Thanks for the suggestion. I already am compiling radeon as a module, which loads on boot; I take it you mean to leave out the "include-in-kernel" option for the firmware? I didn't know that KMS would work without it, given that it has to load things at boot time.

----------

## pking

No luck.

I have radeon as a module; I am not compiling the firmware blobs in the kernel; everything is a module that I can think of -- and the problem still occurs. I can get a bit more exact: the screen goes black right after dmesg says "Processing uevents..."

I do get a message in dmesg, repeated, that says: 

```
[Firmware Bug]: ACPI: No _BQC cannot determine initial brightness
```

but it isn't clear that this is the problem. I have /boot on an ext2 partition and / on an ext4 partition, and I do get warnings about failure to mount / as either ext3 or ext2, before it finds ext4. Otherwise dmesg doesn't offer much of a clue.
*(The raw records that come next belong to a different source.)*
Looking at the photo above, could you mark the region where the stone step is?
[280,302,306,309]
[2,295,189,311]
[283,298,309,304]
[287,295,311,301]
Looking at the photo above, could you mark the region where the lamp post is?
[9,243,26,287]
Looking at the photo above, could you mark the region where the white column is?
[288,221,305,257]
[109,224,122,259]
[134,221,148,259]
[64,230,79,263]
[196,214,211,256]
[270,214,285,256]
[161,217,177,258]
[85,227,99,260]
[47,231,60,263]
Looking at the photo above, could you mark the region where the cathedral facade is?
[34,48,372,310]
Perhaps an interaction with the Thinkpad ACPI stuff? Anyone?

----------

## Gusar

The screen goes black when KMS kicks in (when udev loads the radeon module), which makes a lot of sense.
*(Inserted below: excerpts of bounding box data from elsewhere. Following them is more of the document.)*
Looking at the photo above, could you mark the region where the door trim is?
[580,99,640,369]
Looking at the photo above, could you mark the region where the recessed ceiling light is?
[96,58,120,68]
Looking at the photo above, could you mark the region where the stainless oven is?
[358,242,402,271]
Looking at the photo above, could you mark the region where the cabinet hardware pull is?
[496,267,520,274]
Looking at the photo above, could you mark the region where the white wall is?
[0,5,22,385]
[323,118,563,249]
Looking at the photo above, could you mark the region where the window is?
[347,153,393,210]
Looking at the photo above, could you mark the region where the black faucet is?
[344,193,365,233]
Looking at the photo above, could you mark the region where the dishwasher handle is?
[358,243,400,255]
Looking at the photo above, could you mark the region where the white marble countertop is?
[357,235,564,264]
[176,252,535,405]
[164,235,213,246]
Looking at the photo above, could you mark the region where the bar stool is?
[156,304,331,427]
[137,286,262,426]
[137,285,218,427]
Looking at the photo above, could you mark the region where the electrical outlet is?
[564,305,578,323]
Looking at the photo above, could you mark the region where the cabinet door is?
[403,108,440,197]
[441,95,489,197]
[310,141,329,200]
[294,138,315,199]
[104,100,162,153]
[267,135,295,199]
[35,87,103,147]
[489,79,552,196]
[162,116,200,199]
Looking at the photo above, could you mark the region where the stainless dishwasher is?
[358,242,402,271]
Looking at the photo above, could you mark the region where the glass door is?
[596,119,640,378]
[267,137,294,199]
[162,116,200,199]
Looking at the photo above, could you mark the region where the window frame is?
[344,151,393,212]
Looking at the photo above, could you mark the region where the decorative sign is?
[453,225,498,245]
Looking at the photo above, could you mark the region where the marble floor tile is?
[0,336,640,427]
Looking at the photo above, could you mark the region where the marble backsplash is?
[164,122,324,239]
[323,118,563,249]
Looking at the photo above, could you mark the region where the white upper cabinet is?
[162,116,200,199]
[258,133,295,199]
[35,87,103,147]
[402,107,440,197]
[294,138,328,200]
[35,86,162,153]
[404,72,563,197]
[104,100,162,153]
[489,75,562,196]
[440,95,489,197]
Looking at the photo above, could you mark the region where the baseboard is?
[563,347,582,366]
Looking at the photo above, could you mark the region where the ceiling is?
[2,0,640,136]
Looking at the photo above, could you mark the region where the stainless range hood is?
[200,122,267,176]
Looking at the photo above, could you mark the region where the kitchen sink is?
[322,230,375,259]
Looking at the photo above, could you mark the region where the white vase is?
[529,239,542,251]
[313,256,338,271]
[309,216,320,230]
That message indicates issues with the backlight because of buggy acpi. But I've never seen it before so the only advice I can give is: google it. At a quick glance it gives some interesting results there, including instructions on messing with the DSDT.

----------

## Hu

 *pking wrote:*   

> But what happens is that when the Thinkpad boots up, it gets all the way to loading udev and then the screen suddenly goes black. A search for the problem turned up the gentoo wiki radeon page, which suggests that the problem is "incorrect firmware".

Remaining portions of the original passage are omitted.